Finely wrought poems woven together by themes of angels and ceremony.
Selections
Sabbath
The still parlor beckons the hours.
A sickle rusts in a corner propping a drowsy angel’s arm.
Until something transpires the celebrants lounge on the
davenport, stand and sit again in turn. Suddenly, this
is the seventh of days, the hour of weaving and unraveling,
of lamplight swaying out of the lamp.
Over the ironwork and over the bricktwork
cranes fly and light on chimney pots
and sing in the language of
tongueless creatures the song
the wind plays along their wings, for
this is the seventh of days, moment of
tearing and making, of a door closing to
one side and opening on the other.
Angel Rolling the Heavens Together
At the end of time this will happen: when
the souls of air, dust, stone, plants,
creatures and men stream toward the
gate and all the words and sounds
and letters signing sounds crown the sky,
when everything seeks gate and passage
through the sky, in a place of the
world, a point in air where no
one looked an angel appears.

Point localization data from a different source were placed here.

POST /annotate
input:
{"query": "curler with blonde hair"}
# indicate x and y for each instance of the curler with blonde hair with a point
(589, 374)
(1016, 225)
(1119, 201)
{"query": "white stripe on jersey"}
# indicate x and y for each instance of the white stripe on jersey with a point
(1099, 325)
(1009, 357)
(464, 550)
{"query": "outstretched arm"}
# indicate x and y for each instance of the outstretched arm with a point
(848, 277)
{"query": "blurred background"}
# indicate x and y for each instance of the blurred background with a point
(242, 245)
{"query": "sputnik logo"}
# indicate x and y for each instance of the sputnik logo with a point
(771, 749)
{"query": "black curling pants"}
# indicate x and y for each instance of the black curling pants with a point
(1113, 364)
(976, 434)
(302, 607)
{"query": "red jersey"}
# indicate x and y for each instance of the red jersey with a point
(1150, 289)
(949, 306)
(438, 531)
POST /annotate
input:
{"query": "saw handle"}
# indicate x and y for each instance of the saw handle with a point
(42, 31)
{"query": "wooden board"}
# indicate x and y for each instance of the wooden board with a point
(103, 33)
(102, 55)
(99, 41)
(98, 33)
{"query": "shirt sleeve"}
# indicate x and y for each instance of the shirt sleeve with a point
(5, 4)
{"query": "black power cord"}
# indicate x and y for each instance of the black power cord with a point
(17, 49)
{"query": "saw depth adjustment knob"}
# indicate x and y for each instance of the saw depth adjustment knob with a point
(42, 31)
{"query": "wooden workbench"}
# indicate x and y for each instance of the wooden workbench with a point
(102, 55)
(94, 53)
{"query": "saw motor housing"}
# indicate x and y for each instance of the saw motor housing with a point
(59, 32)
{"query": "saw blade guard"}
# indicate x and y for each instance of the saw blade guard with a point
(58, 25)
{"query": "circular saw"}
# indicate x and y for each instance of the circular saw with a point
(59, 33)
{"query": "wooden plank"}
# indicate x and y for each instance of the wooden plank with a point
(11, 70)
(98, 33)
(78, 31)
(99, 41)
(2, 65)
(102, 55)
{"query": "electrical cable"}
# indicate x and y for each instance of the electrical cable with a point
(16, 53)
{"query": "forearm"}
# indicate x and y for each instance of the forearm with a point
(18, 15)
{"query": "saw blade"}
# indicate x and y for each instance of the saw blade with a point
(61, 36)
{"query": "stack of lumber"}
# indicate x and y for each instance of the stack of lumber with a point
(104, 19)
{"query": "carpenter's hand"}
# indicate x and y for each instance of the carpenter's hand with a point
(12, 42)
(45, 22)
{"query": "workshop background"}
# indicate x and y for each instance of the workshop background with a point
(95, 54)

Other angels
surround him- some no bigger than fleas,
but white and whose wings beat loud
as thunder; some the size of men and
women, robust and smelling of work
and long flight; some big as
stars, showering the dark
sky with, threads of fight. One angel tears
the tongue from a man’s mouth, another
buries living sinners in dust, a
third drops a ship on a court
yard filled with thieves. But this angel
does not move with the other angels
toward a distant point singing as
they fly. This angel will roll the heavens
together and so stands still, his eyes burning,
his jaws shut against the
strong and growing stink.
Skilled in knots and cloth, a sail maker or
one who coils baskets from plaited
straw, he begins to twist the
universe. He bends to his
knees and winds and furls the air. As he
winds he names God from the least name
to the most secret and when he says
the last the world becomes a snail shell,
the moon and sun at the rim, the
planets and stars clustered in
tight swirls at the center.
The angel enters the shell coiling
backward and comes out years
later where the snail would, horns on
his head, himself a snail now
who drags the heavens
slowly toward
the Lord.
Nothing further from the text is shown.